Driving in Washington

In the south, for the most part, people travel at a slower speed. That is not to say that the speed limit is followed. People on I-5 in Washington drive much closer to the speed limit than anyone on I-40 has even dreamed of doing. (For the record, that is just because there are so many cops patrolling I-5.) The difference is in the style of driving when not on the interstate. The driving is more relaxed and friendlier. One example: My experience in the South is that many times a driver will allow another car to turn in front of them. If you are in a slow line of traffic, you might waive to another driver waiting to turn on the street and allow them to go ahead of you. Today I got honked at. I was going to turn right. The traffic light had just been red, so I was at a complete stop. When it turned green, a car on the opposite side of the road was waiting to turn right (going the same direction I was going). I allowed them to turn before I went and I was honked at. There wasn't much of a pause. There really wasn't much of a delay. The honk startled me. Then, I smiled and thought, “Ah, I love Washington.”

2 comments:

Carrie said...

It is interesting how vastly different drivers are in different parts of the country. Drivers in California seem to be the worst we've seen--speed, rudeness, no one knows what a blinker is, and the list goes on. Deadly car accidents seem to be the norm here as well as bumper to bumper traffic.
It was a huge change from North Dakota.

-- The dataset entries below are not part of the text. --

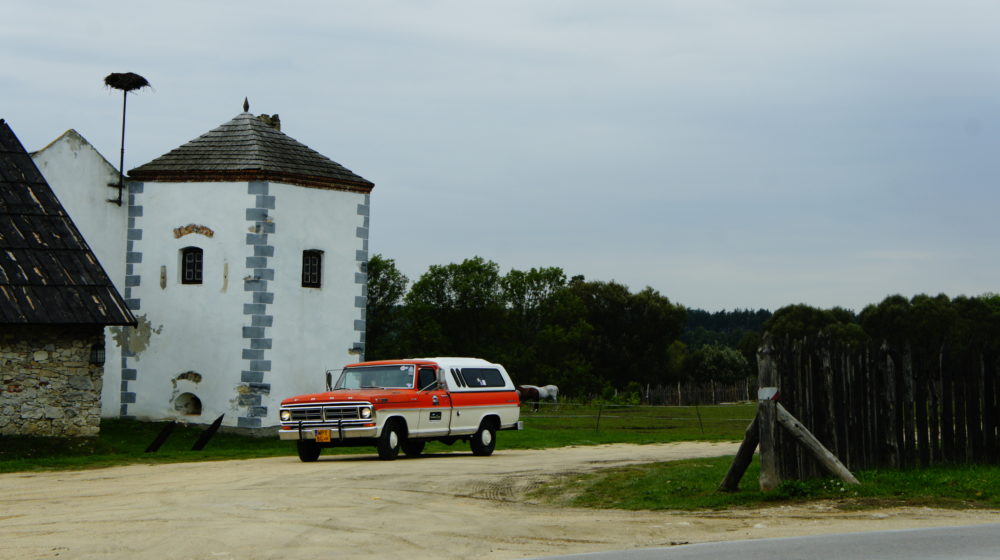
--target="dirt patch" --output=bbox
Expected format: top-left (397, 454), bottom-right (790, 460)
top-left (0, 443), bottom-right (1000, 560)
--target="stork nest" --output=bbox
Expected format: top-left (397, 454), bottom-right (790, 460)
top-left (104, 72), bottom-right (150, 91)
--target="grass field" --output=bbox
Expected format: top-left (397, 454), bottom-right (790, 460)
top-left (532, 457), bottom-right (1000, 510)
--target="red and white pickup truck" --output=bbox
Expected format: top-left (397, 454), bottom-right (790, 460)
top-left (278, 358), bottom-right (522, 462)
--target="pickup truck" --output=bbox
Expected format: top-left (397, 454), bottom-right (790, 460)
top-left (278, 358), bottom-right (522, 462)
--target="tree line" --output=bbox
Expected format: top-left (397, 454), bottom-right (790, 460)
top-left (365, 255), bottom-right (770, 397)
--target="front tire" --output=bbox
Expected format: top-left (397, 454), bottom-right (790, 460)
top-left (296, 439), bottom-right (322, 463)
top-left (377, 422), bottom-right (403, 461)
top-left (469, 422), bottom-right (497, 457)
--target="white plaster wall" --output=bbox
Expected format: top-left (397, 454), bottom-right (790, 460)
top-left (129, 183), bottom-right (253, 425)
top-left (264, 183), bottom-right (365, 416)
top-left (128, 179), bottom-right (365, 426)
top-left (32, 130), bottom-right (128, 417)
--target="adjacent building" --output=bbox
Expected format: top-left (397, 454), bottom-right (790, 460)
top-left (34, 105), bottom-right (374, 429)
top-left (0, 119), bottom-right (136, 436)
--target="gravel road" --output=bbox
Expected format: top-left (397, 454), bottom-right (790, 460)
top-left (0, 443), bottom-right (1000, 560)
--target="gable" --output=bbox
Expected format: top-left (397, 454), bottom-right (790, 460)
top-left (0, 119), bottom-right (135, 325)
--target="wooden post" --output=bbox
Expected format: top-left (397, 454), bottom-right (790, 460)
top-left (719, 416), bottom-right (760, 492)
top-left (757, 333), bottom-right (781, 492)
top-left (761, 403), bottom-right (861, 485)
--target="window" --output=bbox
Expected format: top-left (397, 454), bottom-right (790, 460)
top-left (181, 247), bottom-right (202, 284)
top-left (451, 368), bottom-right (506, 387)
top-left (302, 250), bottom-right (323, 288)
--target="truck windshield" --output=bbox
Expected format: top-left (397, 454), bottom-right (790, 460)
top-left (333, 365), bottom-right (414, 391)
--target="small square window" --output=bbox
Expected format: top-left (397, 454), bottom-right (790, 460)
top-left (302, 251), bottom-right (323, 288)
top-left (181, 247), bottom-right (202, 284)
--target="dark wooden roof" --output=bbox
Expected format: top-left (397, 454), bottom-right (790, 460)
top-left (0, 119), bottom-right (136, 325)
top-left (129, 112), bottom-right (375, 193)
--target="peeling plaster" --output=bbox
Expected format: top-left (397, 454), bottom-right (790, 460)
top-left (111, 315), bottom-right (163, 359)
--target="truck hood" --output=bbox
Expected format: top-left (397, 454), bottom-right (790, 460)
top-left (281, 389), bottom-right (416, 406)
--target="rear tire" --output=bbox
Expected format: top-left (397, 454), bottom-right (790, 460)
top-left (403, 439), bottom-right (427, 457)
top-left (377, 422), bottom-right (403, 461)
top-left (469, 422), bottom-right (497, 457)
top-left (296, 439), bottom-right (323, 463)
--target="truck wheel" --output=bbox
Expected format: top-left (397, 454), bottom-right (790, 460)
top-left (296, 439), bottom-right (322, 463)
top-left (403, 439), bottom-right (427, 457)
top-left (378, 422), bottom-right (403, 461)
top-left (469, 422), bottom-right (497, 457)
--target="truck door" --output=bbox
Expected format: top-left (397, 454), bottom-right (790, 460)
top-left (415, 366), bottom-right (452, 437)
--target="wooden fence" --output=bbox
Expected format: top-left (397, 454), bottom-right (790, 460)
top-left (759, 336), bottom-right (1000, 479)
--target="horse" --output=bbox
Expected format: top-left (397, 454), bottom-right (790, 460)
top-left (538, 385), bottom-right (559, 403)
top-left (517, 385), bottom-right (538, 412)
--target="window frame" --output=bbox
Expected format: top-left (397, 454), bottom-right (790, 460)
top-left (180, 247), bottom-right (205, 285)
top-left (301, 249), bottom-right (323, 288)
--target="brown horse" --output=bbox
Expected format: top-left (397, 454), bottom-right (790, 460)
top-left (517, 385), bottom-right (539, 412)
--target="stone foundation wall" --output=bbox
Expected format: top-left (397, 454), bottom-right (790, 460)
top-left (0, 325), bottom-right (104, 436)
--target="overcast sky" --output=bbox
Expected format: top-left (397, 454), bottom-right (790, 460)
top-left (0, 0), bottom-right (1000, 311)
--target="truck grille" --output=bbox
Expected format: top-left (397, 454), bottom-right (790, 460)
top-left (288, 403), bottom-right (371, 422)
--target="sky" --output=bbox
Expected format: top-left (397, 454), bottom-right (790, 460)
top-left (0, 0), bottom-right (1000, 311)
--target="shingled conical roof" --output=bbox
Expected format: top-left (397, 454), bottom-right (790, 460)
top-left (0, 119), bottom-right (135, 325)
top-left (128, 112), bottom-right (375, 193)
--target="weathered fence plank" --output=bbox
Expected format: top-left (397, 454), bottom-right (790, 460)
top-left (758, 335), bottom-right (1000, 482)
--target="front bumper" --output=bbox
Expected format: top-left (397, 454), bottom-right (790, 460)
top-left (278, 424), bottom-right (378, 443)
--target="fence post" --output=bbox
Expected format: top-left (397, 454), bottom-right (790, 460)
top-left (757, 333), bottom-right (781, 492)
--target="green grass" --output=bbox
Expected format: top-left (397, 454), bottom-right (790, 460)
top-left (530, 457), bottom-right (1000, 511)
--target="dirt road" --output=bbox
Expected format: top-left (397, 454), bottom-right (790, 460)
top-left (0, 443), bottom-right (1000, 560)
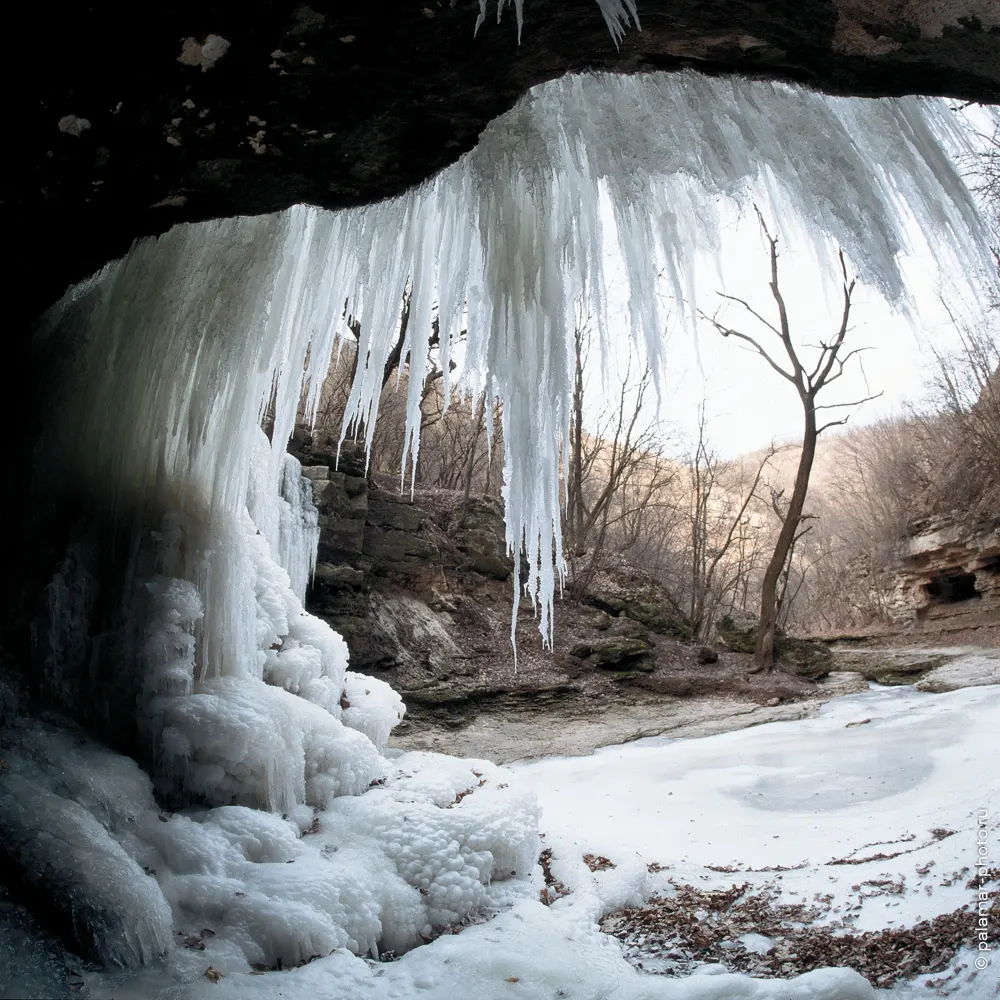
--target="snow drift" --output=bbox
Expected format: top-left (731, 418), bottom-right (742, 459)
top-left (13, 66), bottom-right (985, 996)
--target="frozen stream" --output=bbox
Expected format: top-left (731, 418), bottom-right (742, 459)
top-left (0, 686), bottom-right (1000, 1000)
top-left (515, 686), bottom-right (1000, 997)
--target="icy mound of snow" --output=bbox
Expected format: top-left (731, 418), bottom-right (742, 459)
top-left (341, 671), bottom-right (406, 750)
top-left (127, 754), bottom-right (538, 973)
top-left (0, 726), bottom-right (171, 966)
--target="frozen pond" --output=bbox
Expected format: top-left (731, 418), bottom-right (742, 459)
top-left (0, 687), bottom-right (1000, 1000)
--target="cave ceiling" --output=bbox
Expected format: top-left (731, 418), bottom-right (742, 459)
top-left (7, 0), bottom-right (1000, 321)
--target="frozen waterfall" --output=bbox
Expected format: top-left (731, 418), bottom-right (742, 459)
top-left (19, 72), bottom-right (987, 984)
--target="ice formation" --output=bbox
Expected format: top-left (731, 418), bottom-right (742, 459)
top-left (475, 0), bottom-right (639, 45)
top-left (19, 68), bottom-right (985, 995)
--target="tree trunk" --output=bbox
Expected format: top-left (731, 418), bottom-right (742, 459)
top-left (754, 402), bottom-right (816, 671)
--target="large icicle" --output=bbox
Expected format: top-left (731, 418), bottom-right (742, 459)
top-left (335, 73), bottom-right (988, 640)
top-left (39, 73), bottom-right (987, 700)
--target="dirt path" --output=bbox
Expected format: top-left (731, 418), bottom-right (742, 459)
top-left (389, 672), bottom-right (866, 764)
top-left (389, 646), bottom-right (1000, 764)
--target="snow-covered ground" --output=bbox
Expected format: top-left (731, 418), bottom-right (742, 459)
top-left (516, 687), bottom-right (1000, 997)
top-left (13, 687), bottom-right (984, 1000)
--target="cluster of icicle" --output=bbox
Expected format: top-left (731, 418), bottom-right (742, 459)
top-left (334, 73), bottom-right (987, 641)
top-left (50, 72), bottom-right (988, 674)
top-left (476, 0), bottom-right (639, 45)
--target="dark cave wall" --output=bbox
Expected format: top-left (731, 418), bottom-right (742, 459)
top-left (0, 0), bottom-right (1000, 692)
top-left (0, 0), bottom-right (1000, 328)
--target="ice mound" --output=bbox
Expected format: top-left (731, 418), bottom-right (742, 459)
top-left (0, 723), bottom-right (171, 967)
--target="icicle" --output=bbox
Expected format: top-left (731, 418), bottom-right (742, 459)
top-left (43, 74), bottom-right (989, 677)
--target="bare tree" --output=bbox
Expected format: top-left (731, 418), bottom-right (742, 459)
top-left (702, 217), bottom-right (881, 670)
top-left (686, 402), bottom-right (774, 636)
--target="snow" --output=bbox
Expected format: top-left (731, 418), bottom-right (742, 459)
top-left (19, 70), bottom-right (995, 1000)
top-left (515, 686), bottom-right (1000, 997)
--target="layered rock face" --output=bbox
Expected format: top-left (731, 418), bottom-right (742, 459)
top-left (897, 513), bottom-right (1000, 631)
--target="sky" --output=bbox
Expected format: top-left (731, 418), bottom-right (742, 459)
top-left (595, 196), bottom-right (992, 457)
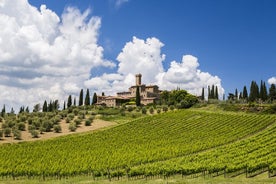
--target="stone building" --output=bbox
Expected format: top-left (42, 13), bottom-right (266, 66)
top-left (97, 74), bottom-right (160, 107)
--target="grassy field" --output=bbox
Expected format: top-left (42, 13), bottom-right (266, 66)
top-left (0, 173), bottom-right (276, 184)
top-left (0, 110), bottom-right (276, 183)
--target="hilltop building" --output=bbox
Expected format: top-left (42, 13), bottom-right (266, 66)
top-left (97, 74), bottom-right (161, 107)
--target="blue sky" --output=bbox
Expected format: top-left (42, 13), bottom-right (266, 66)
top-left (30, 0), bottom-right (276, 92)
top-left (0, 0), bottom-right (276, 110)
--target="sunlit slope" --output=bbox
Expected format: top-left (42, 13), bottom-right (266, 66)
top-left (0, 110), bottom-right (276, 176)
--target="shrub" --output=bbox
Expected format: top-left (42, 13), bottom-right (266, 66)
top-left (127, 106), bottom-right (133, 112)
top-left (149, 107), bottom-right (154, 114)
top-left (85, 119), bottom-right (92, 126)
top-left (142, 107), bottom-right (147, 114)
top-left (4, 127), bottom-right (11, 137)
top-left (0, 130), bottom-right (4, 139)
top-left (13, 129), bottom-right (21, 140)
top-left (69, 122), bottom-right (77, 132)
top-left (31, 130), bottom-right (39, 138)
top-left (162, 106), bottom-right (168, 112)
top-left (54, 125), bottom-right (61, 133)
top-left (74, 118), bottom-right (81, 126)
top-left (17, 122), bottom-right (26, 131)
top-left (65, 117), bottom-right (71, 123)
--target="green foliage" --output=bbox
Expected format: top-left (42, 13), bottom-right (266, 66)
top-left (68, 122), bottom-right (77, 132)
top-left (135, 86), bottom-right (141, 107)
top-left (0, 130), bottom-right (4, 140)
top-left (30, 130), bottom-right (39, 138)
top-left (0, 110), bottom-right (276, 180)
top-left (17, 122), bottom-right (26, 131)
top-left (4, 127), bottom-right (11, 137)
top-left (142, 107), bottom-right (147, 114)
top-left (85, 119), bottom-right (93, 126)
top-left (84, 89), bottom-right (90, 106)
top-left (53, 125), bottom-right (61, 133)
top-left (13, 129), bottom-right (21, 140)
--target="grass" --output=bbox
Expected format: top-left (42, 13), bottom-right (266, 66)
top-left (0, 173), bottom-right (276, 184)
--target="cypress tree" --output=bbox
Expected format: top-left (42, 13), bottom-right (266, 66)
top-left (215, 86), bottom-right (218, 100)
top-left (84, 89), bottom-right (90, 106)
top-left (136, 86), bottom-right (141, 106)
top-left (249, 81), bottom-right (260, 102)
top-left (242, 86), bottom-right (248, 100)
top-left (1, 104), bottom-right (6, 117)
top-left (208, 86), bottom-right (211, 99)
top-left (211, 85), bottom-right (215, 99)
top-left (235, 88), bottom-right (238, 100)
top-left (42, 100), bottom-right (48, 112)
top-left (67, 95), bottom-right (72, 108)
top-left (92, 93), bottom-right (98, 105)
top-left (79, 89), bottom-right (83, 106)
top-left (269, 84), bottom-right (276, 101)
top-left (63, 101), bottom-right (66, 110)
top-left (73, 97), bottom-right (77, 106)
top-left (201, 88), bottom-right (205, 100)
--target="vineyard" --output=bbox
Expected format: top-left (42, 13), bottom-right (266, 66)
top-left (0, 110), bottom-right (276, 182)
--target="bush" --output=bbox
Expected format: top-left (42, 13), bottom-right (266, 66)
top-left (74, 119), bottom-right (81, 126)
top-left (54, 125), bottom-right (61, 133)
top-left (142, 107), bottom-right (147, 114)
top-left (17, 122), bottom-right (26, 131)
top-left (162, 106), bottom-right (168, 112)
top-left (149, 107), bottom-right (154, 114)
top-left (31, 130), bottom-right (39, 138)
top-left (85, 119), bottom-right (92, 126)
top-left (4, 127), bottom-right (11, 137)
top-left (69, 122), bottom-right (77, 132)
top-left (65, 117), bottom-right (71, 123)
top-left (13, 129), bottom-right (21, 140)
top-left (0, 130), bottom-right (4, 139)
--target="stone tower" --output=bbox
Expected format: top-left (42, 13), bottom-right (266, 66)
top-left (135, 73), bottom-right (142, 86)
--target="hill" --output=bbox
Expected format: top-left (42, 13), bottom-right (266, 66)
top-left (0, 110), bottom-right (276, 182)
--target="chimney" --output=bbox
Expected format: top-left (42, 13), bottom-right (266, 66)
top-left (135, 73), bottom-right (142, 86)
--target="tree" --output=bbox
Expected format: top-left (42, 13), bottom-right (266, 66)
top-left (92, 93), bottom-right (98, 105)
top-left (67, 95), bottom-right (72, 108)
top-left (215, 86), bottom-right (218, 100)
top-left (79, 89), bottom-right (83, 106)
top-left (260, 81), bottom-right (268, 101)
top-left (63, 101), bottom-right (66, 110)
top-left (201, 88), bottom-right (205, 100)
top-left (161, 90), bottom-right (170, 104)
top-left (135, 86), bottom-right (141, 107)
top-left (33, 104), bottom-right (41, 112)
top-left (42, 100), bottom-right (48, 112)
top-left (269, 84), bottom-right (276, 101)
top-left (84, 89), bottom-right (90, 106)
top-left (249, 81), bottom-right (259, 102)
top-left (242, 86), bottom-right (248, 101)
top-left (235, 88), bottom-right (238, 100)
top-left (73, 97), bottom-right (77, 106)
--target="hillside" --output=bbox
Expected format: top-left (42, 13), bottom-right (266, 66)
top-left (0, 110), bottom-right (276, 182)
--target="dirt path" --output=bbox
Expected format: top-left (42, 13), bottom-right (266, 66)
top-left (0, 119), bottom-right (117, 144)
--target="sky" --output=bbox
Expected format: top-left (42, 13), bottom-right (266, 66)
top-left (0, 0), bottom-right (276, 109)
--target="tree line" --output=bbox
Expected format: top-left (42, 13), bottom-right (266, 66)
top-left (228, 81), bottom-right (276, 103)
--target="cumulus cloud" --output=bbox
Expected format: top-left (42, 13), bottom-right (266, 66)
top-left (268, 77), bottom-right (276, 85)
top-left (115, 0), bottom-right (129, 8)
top-left (0, 0), bottom-right (115, 110)
top-left (87, 37), bottom-right (224, 97)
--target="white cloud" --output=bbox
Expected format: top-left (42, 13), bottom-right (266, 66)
top-left (115, 0), bottom-right (129, 8)
top-left (0, 0), bottom-right (223, 109)
top-left (0, 0), bottom-right (115, 108)
top-left (90, 37), bottom-right (224, 97)
top-left (268, 77), bottom-right (276, 85)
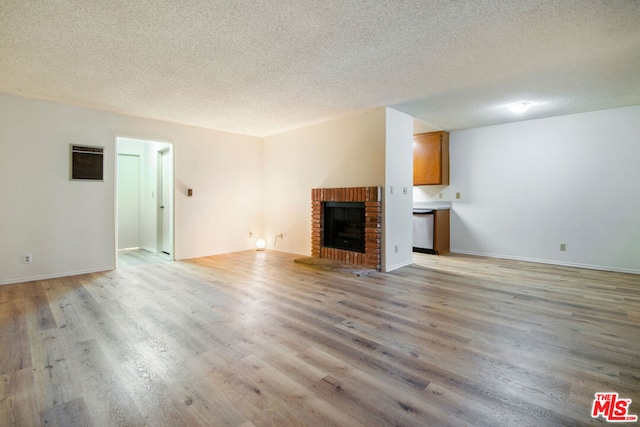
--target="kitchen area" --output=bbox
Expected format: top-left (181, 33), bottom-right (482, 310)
top-left (413, 126), bottom-right (451, 255)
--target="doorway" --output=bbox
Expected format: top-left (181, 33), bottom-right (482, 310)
top-left (158, 148), bottom-right (173, 255)
top-left (115, 137), bottom-right (174, 265)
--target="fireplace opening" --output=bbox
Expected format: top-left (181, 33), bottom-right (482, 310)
top-left (323, 202), bottom-right (365, 253)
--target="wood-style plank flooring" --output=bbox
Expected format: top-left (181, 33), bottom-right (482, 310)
top-left (0, 251), bottom-right (640, 427)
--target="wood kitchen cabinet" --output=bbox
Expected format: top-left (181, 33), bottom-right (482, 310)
top-left (433, 209), bottom-right (450, 255)
top-left (413, 131), bottom-right (449, 185)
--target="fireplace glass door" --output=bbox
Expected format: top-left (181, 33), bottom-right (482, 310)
top-left (323, 202), bottom-right (365, 253)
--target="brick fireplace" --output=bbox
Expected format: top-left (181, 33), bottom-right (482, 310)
top-left (311, 187), bottom-right (382, 271)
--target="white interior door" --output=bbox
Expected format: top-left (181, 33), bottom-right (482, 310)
top-left (118, 154), bottom-right (140, 249)
top-left (158, 150), bottom-right (173, 254)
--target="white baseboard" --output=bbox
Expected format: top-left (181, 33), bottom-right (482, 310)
top-left (451, 249), bottom-right (640, 274)
top-left (0, 266), bottom-right (115, 286)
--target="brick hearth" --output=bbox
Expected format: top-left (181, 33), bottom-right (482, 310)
top-left (311, 187), bottom-right (382, 271)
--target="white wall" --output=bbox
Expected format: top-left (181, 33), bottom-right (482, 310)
top-left (450, 106), bottom-right (640, 273)
top-left (382, 108), bottom-right (413, 271)
top-left (0, 94), bottom-right (262, 284)
top-left (263, 108), bottom-right (386, 255)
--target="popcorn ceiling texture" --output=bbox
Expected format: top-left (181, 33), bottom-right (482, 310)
top-left (0, 0), bottom-right (640, 136)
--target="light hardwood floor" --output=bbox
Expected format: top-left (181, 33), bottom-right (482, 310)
top-left (0, 251), bottom-right (640, 427)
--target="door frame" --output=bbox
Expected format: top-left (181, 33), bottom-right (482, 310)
top-left (113, 134), bottom-right (176, 268)
top-left (156, 147), bottom-right (176, 254)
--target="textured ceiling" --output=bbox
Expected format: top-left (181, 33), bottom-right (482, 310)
top-left (0, 0), bottom-right (640, 136)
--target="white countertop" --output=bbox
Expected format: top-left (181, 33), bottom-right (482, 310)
top-left (413, 201), bottom-right (451, 211)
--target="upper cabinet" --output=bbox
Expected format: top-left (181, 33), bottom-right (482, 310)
top-left (413, 131), bottom-right (449, 185)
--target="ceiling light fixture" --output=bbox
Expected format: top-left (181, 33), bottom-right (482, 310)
top-left (507, 102), bottom-right (531, 114)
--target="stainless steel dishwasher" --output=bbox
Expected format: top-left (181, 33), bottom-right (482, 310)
top-left (413, 208), bottom-right (435, 254)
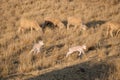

Drivers in ND wave to passing cars--hey in the rural areas, you might be the only car they pass for 30 minutes or more. We found the only people that drove close to the speed limit in ND were military and their families. Natives in ND drove slower than the speed limit--definitely on country time. ND even has a law that if someone is on the side of the road, it is against the law to not stop and help them--because in the subzero temps you might be the only that passes them for an hour or more--which means it could be fatal to not stop.

matt said...

I've been to places where no drivers in the US could survive:
Runner up: San Luis Potosi, Mexico. There are no rules... there is no pavement... there are no undamaged cars.

Winner: Sau Paulo, Brasil. 15 million people on a 6 lane highway. The cars go 2 mph, but the motorcycles go 120. Scary, scary stuff. When traffic is actually moving, it's amazing how few accidents there are with all the dodging, weaving, merging and disregard for personal safety that goes on there.